Ford’s budget has itself been repeatedly slashed over the years since its high watermark in the days of McRae, Sainz and the first generation Focus WRC… by 40 per cent in 2004 and by a similar figure again in 2008. By comparison VW is believed to have spent 100 million Euros just getting to the startline with its Polo WRC – and will throw whatever is needed at the competition budget to succeed… including Latvala’s salary.
Tellingly, since 2009, motor sport no longer has its own director within Ford’s European management structure – Gerard Quinn is but a manager (and a renowned budgetary hitman), who reports in to both the Vice President of Marketing, Sales and Service and to the Vice President of Communications and Public Affairs.
Success on the stages is one thing, therefore, but if taking part in rallies is failing to shift metal off the forecourt then there’s no reason for Ford to devote a hefty chunk of its budget to the WRC. The one thing that Quinn has in common with Ford’s earlier motor sport directors such as Mark Deans and Martin Whitaker is a preoccupation with how badly the WRC has done at selling itself.
Whether it’s service parks that are hidden away out of the public eye rather than encouraging the locals in to explore, the lunacy of holding the Rally of Italy in Sardinia rather than the mainland or the absence of investment in online access to the sport… year after year the Ford bosses have watched millions of dollars getting thrown into the weeds.
Since the end of 2011, Ford has had to carry this cost without Abu Dhabi Tourism Authority funding. The cars carry Castrol colours but BP is a production partner to Ford Motor Company, meaning that a lot of what is believed to be a notional $10 million ‘sponsorship’ is in fact made up from deals that help deliver cars more cheaply rather than direct cash to the rally programme.
A year ago, Ford renewed its wedding vows to the WRC with a 24-month agreement to M-Sport. Gerard Quinn was absolutely transparent about the rationale, however:
“We had to be confident about the stability of the championship and to ensure it continues to provide great value and increased exposure globally,” he said. “We discussed it with our stakeholders and after receiving such assurances we look forward to focusing on competition once again.”
What happened? The WRC promotion imploded a month later, with the 2012 series taking place in a virtual blackout. As a result, Quinn made noises about switching to a cost-effective and well-promoted effort in the IRC but this is no longer available. So all eyes at Ford’s offices in Cologne will be on what Red Bull is going to make of the job of selling the WRC worldwide.
In three months’ time, Red Bull Media House will open its account as the WRC promoter with the biggest event on the calendar, the Monte Carlo Rally. That one event must set the tone for the year as a whole in how the WRC presents itself to the world from that point onward.
Let’s assume that they’re starting with a clean sheet of paper, not only developing online platforms for the WRC but also attacking all the TV stations that they are advertising with around the world, massaging the American interest in rallycross and working together with the teams to ensure maximum effort in all promotional activity.
After that, however, the job of keeping Ford in the WRC must rest with Malcolm Wilson and the M-Sport team.
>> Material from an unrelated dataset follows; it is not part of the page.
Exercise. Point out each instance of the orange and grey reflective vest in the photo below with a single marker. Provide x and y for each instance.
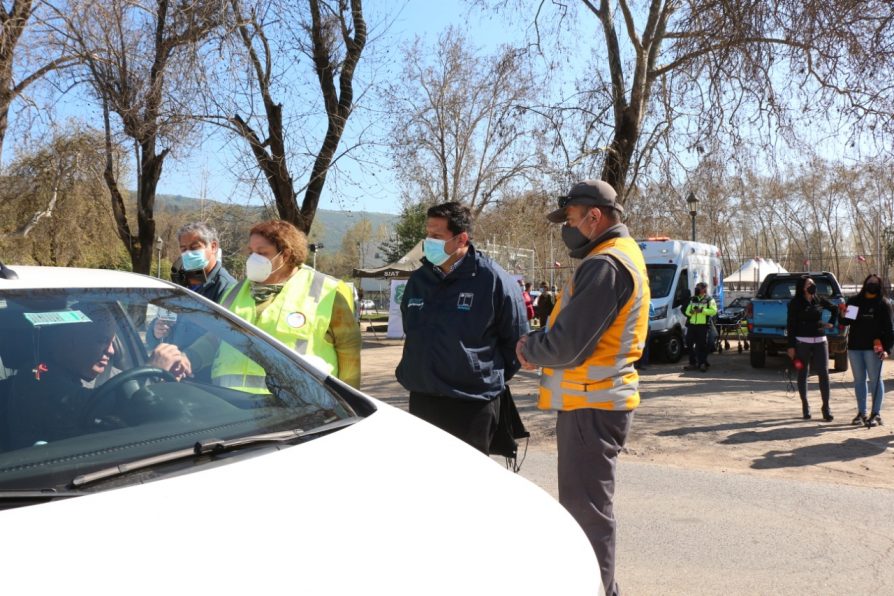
(607, 379)
(298, 316)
They have to give Gerard Quinn the tools that he needs to go to the accountants in Cologne and justify committing to the series until 2015 at least.
The revenues that M-Sport brings from selling and servicing customer cars in the WRC, WRC2, WRC3, regional and national series might give leverage to ease the pain – although it must now face competition in the marketplace from Peugeot, Renault, Toyota and Citroën.
More importantly, the WRC programme itself needs to show signs of success, and produce either Ford’s first drivers’ championship victory since 1981 or its first manufacturers’ crown since 2007 – with or without Jari-Matti Latvala.